SAN ANTONIO -- Call it a windfall for weed. Four states approved the recreational use of marijuana last week, and four others approved the medicinal use.
And Texas could follow suit.
California, Maine, Nevada and Massachusetts joined other states and passed measures for recreational marijuana on Election Day. Florida, North Dakota and Arkansas approved medical marijuana initiatives.
But what about Texas?
“We don’t have that unique opportunity to put it on a ballot and vote on it as a Texan,” said Luis Nakomoto, the executive director of NORML, a group lobbying to legalize marijuana across the country.
State representatives want voters to decide if marijuana should be legalized. They filed “Senate Joint Resolutions 17 and 18” on Monday, the first day of bill filing for the 2017 legislative session.
One resolution would legalize marijuana outright while the other would allow marijuana for medicinal purposes.

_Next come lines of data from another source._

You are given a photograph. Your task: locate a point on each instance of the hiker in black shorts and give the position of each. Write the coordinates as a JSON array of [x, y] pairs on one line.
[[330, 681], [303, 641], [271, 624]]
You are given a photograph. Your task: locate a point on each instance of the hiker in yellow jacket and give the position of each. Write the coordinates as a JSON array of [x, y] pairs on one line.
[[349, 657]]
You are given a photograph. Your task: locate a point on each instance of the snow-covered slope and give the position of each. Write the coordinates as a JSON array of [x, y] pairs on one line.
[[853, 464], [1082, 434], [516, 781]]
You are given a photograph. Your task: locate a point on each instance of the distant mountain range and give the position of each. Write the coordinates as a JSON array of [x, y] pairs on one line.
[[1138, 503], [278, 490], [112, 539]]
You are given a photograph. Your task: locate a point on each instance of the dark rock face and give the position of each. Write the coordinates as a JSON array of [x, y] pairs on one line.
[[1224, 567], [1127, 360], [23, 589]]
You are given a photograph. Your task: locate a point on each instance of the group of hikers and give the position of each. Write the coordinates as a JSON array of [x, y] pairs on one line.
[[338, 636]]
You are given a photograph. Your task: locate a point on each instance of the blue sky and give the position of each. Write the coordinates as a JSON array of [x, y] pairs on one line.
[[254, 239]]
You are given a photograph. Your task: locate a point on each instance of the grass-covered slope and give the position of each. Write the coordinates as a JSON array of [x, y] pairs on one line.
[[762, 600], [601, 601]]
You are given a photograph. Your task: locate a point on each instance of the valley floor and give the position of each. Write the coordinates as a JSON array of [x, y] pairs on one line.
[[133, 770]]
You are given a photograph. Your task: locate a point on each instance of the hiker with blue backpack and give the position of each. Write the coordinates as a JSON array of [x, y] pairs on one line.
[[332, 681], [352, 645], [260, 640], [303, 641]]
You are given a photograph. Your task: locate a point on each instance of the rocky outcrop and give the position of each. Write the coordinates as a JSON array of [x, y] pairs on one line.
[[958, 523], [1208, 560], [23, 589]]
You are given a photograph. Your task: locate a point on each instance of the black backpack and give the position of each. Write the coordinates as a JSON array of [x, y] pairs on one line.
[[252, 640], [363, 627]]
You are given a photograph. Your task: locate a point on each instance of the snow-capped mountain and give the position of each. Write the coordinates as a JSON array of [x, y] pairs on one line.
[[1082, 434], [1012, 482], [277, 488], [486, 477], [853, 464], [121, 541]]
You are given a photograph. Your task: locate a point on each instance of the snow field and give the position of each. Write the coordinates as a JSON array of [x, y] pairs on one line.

“In most states that have passed reform, the voters are allowed to look at it on a ballot and say yes or no on reform. Here in Texas, we rely on our state reps to advocate for us,” said Nakomoto, who says that NORML also wants Texas legislators to provide more forgiveness for marijuana-related crimes.
In Bexar County, District Attorney Nico LaHood already offers leniency to people caught with small, personal amounts of marijuana.
Lawmakers have the same idea. The bills they propose are aimed at reducing penalties and reclassifying convictions for possession of up to an ounce of marijuana.
“The mentality is changing and kind of catching up to the science behind cannabis, at the very least,” Nakomoto said. “So now there’s more support that the legislators can stand on and make those important decisions for us.”